Plasma was mixed with an equal volume of methanol, vortex-mixed and centrifuged at 14,000 × g for 5 min. Aliquots of the supernatant (100 μl) were analyzed by HPLC, using a Symmetry C18 column (3.9 mm × 150 mm, 5 μm particle size) from Waters Corporation (Milford, MA). The mobile phase was methanol/trifluoroacetic acid/water (55/0.3/45, v/v/v) and detection was with a Model 996 photodiode array detector (Waters) at 268 nm. Quantitation was based on a comparison of peak areas with standard curves (0.05 - 25 μM) for 5,7-DMF and chrysin. The minimum detectable concentration (two times background noise) was 0.05 μM. Aliquots of lung, liver and kidney tissue (100-400 mg) were homogenized on ice in 1 ml of phosphate-buffered saline, using a Polytron homogenizer. To 0.5 ml of the homogenate was added 0.5 ml of methanol. After 1 min of vortex-mixing, the samples were centrifuged as above and the supernatant analyzed by HPLC. With the colon, the top 2 cm with the first fecal pellet were homogenized separately as above.

2.8. Statistical analysis

Data were expressed as means ± SEM. Statistical significance of differences between samples were calculated by Student’s two-tailed t-test or ANOVA with Dunnett multiple comparison post-test. P <0.05 was considered significant. The IC50 values were calculated using Prism (GraphPad Software, San Diego, CA).

3. Results

3.1. Effects on cell proliferation and toxicity

Two pairs of compounds were selected for these studies, i.e. the simple flavones 5,7-dimethoxyflavone (5,7-DMF) and its unmethylated analog chrysin and 5,7,4’-trimethoxyflavone (5,7,4’-TMF) and its unmethylated analog apigenin (structures, see Fig. 1). Chrysin and apigenin are both well studied flavonoids. Our cancer model was the human oral squamous carcinoma SCC-9 cell, a rather aggressively growing cell line [34], and the effect on cell proliferation was measured as de novo DNA synthesis, using the BrdU incorporation assay [31]. 5,7-DMF inhibited cell proliferation with an IC50 value of 8 μM (Fig. 2A), which was about 10 times more potent than chrysin. With chrysin, but not with 5,7-DMF, there was a slight activation at the 10 μM concentration. 5,7,4’-TMF had a similar potency as 5,7-DMF (Fig. 2B) with an IC50 value of 5 μM, 8 times more potent than apigenin. Also with apigenin there was a slight activation at the 5 μM concentration.

Fig. 2
Effect of the methylated flavones 5,7-DMF and 5,7,4’-TMF compared to the unmethylated analogs chrysin and apigenin on SCC-9 cell proliferation. Cell proliferation, expressed as percent of control (DMSO-treatment), was measured as BrdU incorporation ...

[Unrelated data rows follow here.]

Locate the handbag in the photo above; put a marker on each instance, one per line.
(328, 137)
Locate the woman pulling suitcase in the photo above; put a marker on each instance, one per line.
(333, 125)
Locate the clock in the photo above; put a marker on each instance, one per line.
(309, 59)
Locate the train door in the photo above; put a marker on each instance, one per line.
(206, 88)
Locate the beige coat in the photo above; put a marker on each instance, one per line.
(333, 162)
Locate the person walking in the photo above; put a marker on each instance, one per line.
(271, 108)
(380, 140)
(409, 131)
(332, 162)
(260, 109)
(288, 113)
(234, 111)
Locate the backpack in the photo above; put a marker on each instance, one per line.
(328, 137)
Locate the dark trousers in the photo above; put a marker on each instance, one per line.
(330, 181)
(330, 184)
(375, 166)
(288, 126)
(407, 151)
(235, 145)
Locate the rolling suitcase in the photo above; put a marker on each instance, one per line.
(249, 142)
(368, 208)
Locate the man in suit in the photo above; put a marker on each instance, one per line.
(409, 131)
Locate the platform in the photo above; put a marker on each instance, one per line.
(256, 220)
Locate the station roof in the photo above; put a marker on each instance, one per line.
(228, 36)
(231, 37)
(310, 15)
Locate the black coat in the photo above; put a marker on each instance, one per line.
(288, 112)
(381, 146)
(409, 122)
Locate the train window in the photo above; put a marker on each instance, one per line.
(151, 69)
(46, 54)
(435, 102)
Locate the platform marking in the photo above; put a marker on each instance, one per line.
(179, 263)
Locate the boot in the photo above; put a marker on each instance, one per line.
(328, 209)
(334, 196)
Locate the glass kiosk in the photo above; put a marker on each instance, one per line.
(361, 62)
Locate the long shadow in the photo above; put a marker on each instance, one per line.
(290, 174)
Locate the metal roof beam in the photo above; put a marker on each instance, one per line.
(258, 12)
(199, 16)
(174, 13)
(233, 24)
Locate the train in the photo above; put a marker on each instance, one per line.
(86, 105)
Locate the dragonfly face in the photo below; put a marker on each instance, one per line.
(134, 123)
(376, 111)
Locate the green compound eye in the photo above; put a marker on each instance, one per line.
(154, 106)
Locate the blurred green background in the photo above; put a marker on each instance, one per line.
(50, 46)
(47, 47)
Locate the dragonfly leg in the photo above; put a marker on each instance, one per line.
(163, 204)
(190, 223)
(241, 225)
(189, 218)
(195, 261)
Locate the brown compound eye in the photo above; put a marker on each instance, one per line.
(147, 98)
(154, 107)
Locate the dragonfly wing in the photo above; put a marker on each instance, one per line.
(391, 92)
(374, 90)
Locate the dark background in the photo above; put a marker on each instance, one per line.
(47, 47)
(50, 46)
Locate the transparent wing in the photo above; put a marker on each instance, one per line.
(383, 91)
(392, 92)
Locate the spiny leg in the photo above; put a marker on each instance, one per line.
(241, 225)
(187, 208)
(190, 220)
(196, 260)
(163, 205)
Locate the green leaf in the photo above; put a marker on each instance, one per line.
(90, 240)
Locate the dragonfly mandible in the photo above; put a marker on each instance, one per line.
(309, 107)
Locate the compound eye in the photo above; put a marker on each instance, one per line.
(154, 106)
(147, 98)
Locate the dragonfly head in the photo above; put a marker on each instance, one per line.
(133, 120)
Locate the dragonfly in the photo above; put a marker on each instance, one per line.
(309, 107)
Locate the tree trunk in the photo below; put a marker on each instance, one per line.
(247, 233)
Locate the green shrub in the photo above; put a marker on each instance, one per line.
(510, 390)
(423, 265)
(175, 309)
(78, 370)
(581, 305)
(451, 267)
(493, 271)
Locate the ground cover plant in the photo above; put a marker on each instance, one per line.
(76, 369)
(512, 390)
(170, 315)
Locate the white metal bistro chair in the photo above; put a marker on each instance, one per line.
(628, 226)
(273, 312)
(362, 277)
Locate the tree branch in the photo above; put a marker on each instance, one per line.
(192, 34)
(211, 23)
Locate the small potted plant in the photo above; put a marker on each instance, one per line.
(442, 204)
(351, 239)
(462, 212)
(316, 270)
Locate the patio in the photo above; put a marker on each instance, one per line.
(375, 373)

The greater potency of the methylated versus the unmethylated flavones in Fig. 2A and B could conceivably be due to greater cell uptake of the methylated flavones. This was examined with 5,7-DMF compared to chrysin. After incubation of the SCC-9 cells for up to 24 hr with 25 μM flavones, the uptake was rapid and virtually identical for the two compounds except for the somewhat higher 24 hr uptake of chrysin (Fig. 3).

Fig. 3
SCC-9 cell uptake of chrysin and 5,7-DMF. The cell monolayers were incubated with 25 μM flavones in complete medium for various time.

A small number of additional methylated flavones were investigated for antiproliferative effects compared to 5,7,4’-TMF and 5,7-DMF in the SCC-9 cells. The calculated IC50 values were 36.5 μM (7-MF), 24.2 μM (7,4’-DMF), and 19.3 μM (tangeretin). In addition, 5,4’-DMF, 5,3’-DMF and 7,8-DMF showed weaker effects. The unsubstituted flavone had an IC50 value of 8.3 μM.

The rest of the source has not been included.